UK Property

The British house price crash may never come


Of course practically every area where supply fails to keep up with demand – homes, GP appointments and so on – is heavily centralised and, practically speaking, controlled by the state. That the Government can’t overhaul the UK’s rigid and complex planning system is the fault of politicians, not migrants.

But even taking net migration out of the mix altogether, the Tories’ (now scrapped) housebuilding targets were still too low to meet demand. The UK has fallen so far behind on building over the past few decades, we are now in a position where a million new homes were needed yesterday.

I’m usually loath to jinx good news – but near-record high house prices are not the “good news” many have made them out to be. What some might call a “crash” would be more likely to reflect a market correction, which would still see house prices far beyond the median-salaried worker’s comfortable reach.
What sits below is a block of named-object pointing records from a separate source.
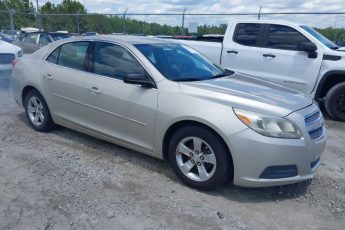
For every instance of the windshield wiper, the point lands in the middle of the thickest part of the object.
(224, 74)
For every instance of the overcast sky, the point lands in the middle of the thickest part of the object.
(209, 6)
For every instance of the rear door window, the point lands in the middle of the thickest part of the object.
(73, 55)
(44, 39)
(247, 34)
(284, 37)
(53, 57)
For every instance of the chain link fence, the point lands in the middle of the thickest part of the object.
(332, 25)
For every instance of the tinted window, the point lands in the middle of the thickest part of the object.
(73, 55)
(44, 39)
(114, 61)
(32, 38)
(284, 37)
(247, 34)
(53, 57)
(180, 63)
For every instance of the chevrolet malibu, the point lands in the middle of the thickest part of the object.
(169, 101)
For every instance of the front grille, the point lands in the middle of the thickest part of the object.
(314, 163)
(314, 123)
(6, 58)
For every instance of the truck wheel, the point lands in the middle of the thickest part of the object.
(199, 157)
(335, 102)
(37, 112)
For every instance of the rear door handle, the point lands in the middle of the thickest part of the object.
(48, 76)
(95, 90)
(269, 55)
(232, 52)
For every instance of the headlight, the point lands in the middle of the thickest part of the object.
(20, 53)
(268, 125)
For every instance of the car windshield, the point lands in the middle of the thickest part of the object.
(180, 63)
(320, 37)
(60, 36)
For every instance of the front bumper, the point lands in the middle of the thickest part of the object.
(253, 154)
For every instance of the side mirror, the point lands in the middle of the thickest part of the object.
(308, 47)
(139, 79)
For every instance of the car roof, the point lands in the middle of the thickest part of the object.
(128, 39)
(45, 32)
(264, 21)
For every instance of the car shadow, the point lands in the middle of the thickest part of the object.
(91, 145)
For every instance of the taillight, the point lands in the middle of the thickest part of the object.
(14, 62)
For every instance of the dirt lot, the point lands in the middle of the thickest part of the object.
(67, 180)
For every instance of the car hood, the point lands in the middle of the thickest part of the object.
(6, 47)
(249, 93)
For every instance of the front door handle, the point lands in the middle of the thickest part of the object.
(269, 55)
(48, 76)
(95, 90)
(232, 52)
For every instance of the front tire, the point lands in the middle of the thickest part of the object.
(335, 102)
(37, 112)
(199, 157)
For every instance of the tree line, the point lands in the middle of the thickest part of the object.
(26, 17)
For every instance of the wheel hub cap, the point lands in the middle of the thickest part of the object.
(196, 159)
(35, 111)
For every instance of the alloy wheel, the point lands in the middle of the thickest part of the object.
(196, 159)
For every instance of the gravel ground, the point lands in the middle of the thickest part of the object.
(67, 180)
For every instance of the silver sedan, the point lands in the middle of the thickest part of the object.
(169, 101)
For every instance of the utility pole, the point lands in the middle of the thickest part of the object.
(38, 16)
(12, 12)
(182, 29)
(78, 22)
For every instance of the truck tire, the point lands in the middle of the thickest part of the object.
(335, 102)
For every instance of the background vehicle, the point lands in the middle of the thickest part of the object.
(30, 42)
(6, 38)
(90, 34)
(289, 54)
(8, 55)
(169, 101)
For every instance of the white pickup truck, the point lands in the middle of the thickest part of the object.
(286, 53)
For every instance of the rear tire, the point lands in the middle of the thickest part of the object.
(37, 112)
(335, 102)
(199, 157)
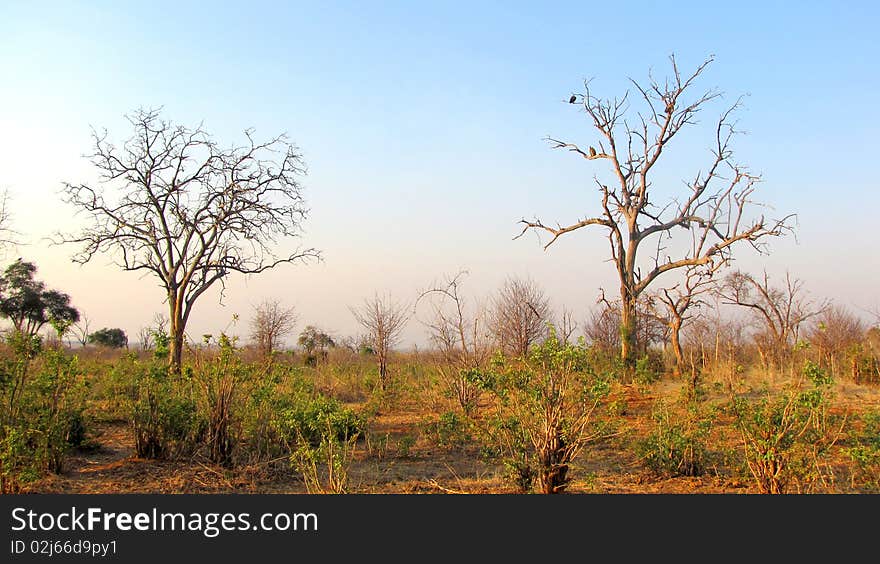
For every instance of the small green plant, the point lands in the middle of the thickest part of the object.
(324, 466)
(546, 411)
(785, 437)
(451, 430)
(865, 453)
(649, 368)
(43, 417)
(677, 445)
(405, 445)
(160, 408)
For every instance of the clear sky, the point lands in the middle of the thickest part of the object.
(423, 126)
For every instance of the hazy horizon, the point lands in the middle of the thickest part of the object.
(423, 126)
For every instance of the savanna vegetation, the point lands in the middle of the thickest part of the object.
(696, 377)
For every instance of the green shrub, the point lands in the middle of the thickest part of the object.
(677, 445)
(450, 430)
(865, 453)
(784, 437)
(546, 410)
(43, 397)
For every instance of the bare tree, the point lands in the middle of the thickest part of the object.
(779, 311)
(189, 211)
(82, 329)
(520, 312)
(680, 301)
(315, 340)
(462, 336)
(713, 209)
(603, 331)
(836, 330)
(384, 319)
(567, 326)
(270, 324)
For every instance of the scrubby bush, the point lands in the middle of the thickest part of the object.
(785, 437)
(43, 397)
(546, 410)
(159, 407)
(677, 443)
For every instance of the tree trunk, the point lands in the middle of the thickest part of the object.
(175, 342)
(383, 371)
(674, 336)
(628, 335)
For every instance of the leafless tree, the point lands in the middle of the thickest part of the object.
(270, 324)
(520, 312)
(187, 210)
(603, 331)
(714, 208)
(8, 235)
(835, 330)
(461, 333)
(82, 329)
(384, 320)
(779, 311)
(680, 302)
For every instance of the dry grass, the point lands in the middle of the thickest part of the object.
(397, 455)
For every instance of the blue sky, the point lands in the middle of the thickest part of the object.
(422, 126)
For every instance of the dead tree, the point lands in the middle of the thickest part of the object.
(836, 333)
(715, 207)
(520, 312)
(173, 203)
(270, 324)
(567, 326)
(779, 311)
(384, 319)
(679, 302)
(82, 329)
(463, 337)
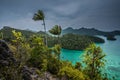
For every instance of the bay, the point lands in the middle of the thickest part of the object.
(110, 48)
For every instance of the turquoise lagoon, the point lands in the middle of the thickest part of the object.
(110, 48)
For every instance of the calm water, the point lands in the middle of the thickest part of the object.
(110, 48)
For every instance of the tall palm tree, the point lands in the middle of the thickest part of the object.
(56, 30)
(40, 16)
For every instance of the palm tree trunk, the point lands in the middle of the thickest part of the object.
(45, 32)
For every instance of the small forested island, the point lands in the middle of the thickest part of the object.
(27, 55)
(68, 41)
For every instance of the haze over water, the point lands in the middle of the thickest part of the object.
(110, 48)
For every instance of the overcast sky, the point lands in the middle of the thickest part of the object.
(100, 14)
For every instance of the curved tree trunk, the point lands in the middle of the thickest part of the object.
(45, 32)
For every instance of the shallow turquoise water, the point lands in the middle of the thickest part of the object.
(110, 48)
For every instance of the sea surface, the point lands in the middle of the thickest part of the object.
(110, 48)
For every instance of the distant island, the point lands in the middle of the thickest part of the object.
(68, 40)
(92, 32)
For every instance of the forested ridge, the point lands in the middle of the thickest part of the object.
(34, 56)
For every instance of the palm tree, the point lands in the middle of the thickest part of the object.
(40, 16)
(56, 30)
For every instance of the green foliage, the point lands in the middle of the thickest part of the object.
(57, 51)
(40, 16)
(71, 73)
(56, 30)
(94, 62)
(22, 52)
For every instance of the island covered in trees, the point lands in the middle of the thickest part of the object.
(28, 55)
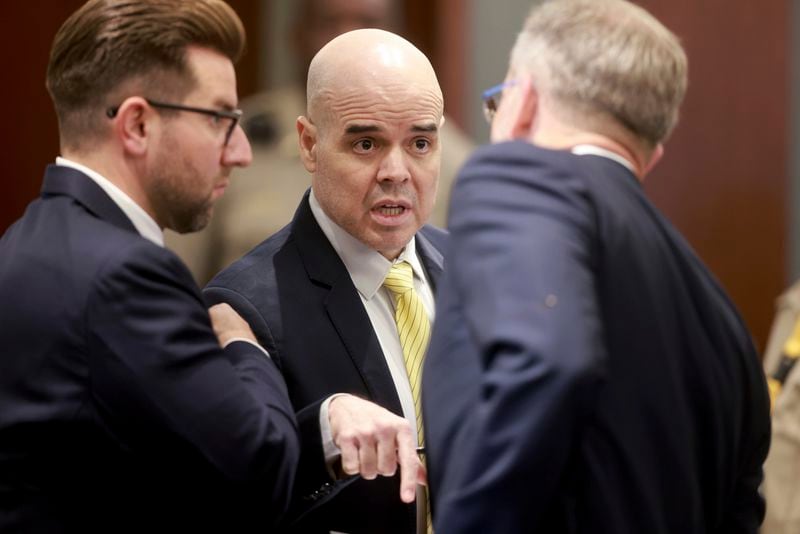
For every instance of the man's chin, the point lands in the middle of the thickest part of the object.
(194, 222)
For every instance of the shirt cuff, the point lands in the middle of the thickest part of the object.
(332, 452)
(244, 339)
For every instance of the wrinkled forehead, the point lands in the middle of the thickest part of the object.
(390, 103)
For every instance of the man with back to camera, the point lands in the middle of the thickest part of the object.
(587, 374)
(119, 411)
(321, 293)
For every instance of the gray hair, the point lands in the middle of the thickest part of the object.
(605, 58)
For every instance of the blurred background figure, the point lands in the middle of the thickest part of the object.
(264, 196)
(739, 131)
(782, 468)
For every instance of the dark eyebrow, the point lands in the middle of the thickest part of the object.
(361, 128)
(425, 128)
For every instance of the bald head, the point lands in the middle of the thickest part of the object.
(368, 60)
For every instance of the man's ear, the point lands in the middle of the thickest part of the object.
(307, 134)
(132, 125)
(526, 106)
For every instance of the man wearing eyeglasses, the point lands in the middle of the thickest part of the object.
(331, 295)
(120, 409)
(587, 374)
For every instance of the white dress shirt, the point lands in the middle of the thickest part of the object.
(593, 150)
(143, 223)
(368, 269)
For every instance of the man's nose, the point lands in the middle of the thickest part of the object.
(394, 166)
(237, 152)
And that’s if prices drop. In January 2020, the average house price was £231,000; after everything the UK economy has been through, it’s now £291,000. Anyone who thinks this will change for the better without major policy reform (or a spectacular, unknown economic event) is kidding themselves. Even a temporary fall would likely correct itself in a matter of years.

The continued rise in prices, and the lack of any correction, are signs that the housing market is nothing like a market, but instead a rigged system in which those who already own homes will always be well ahead in the game – until politicians are brave enough to shake up the rules.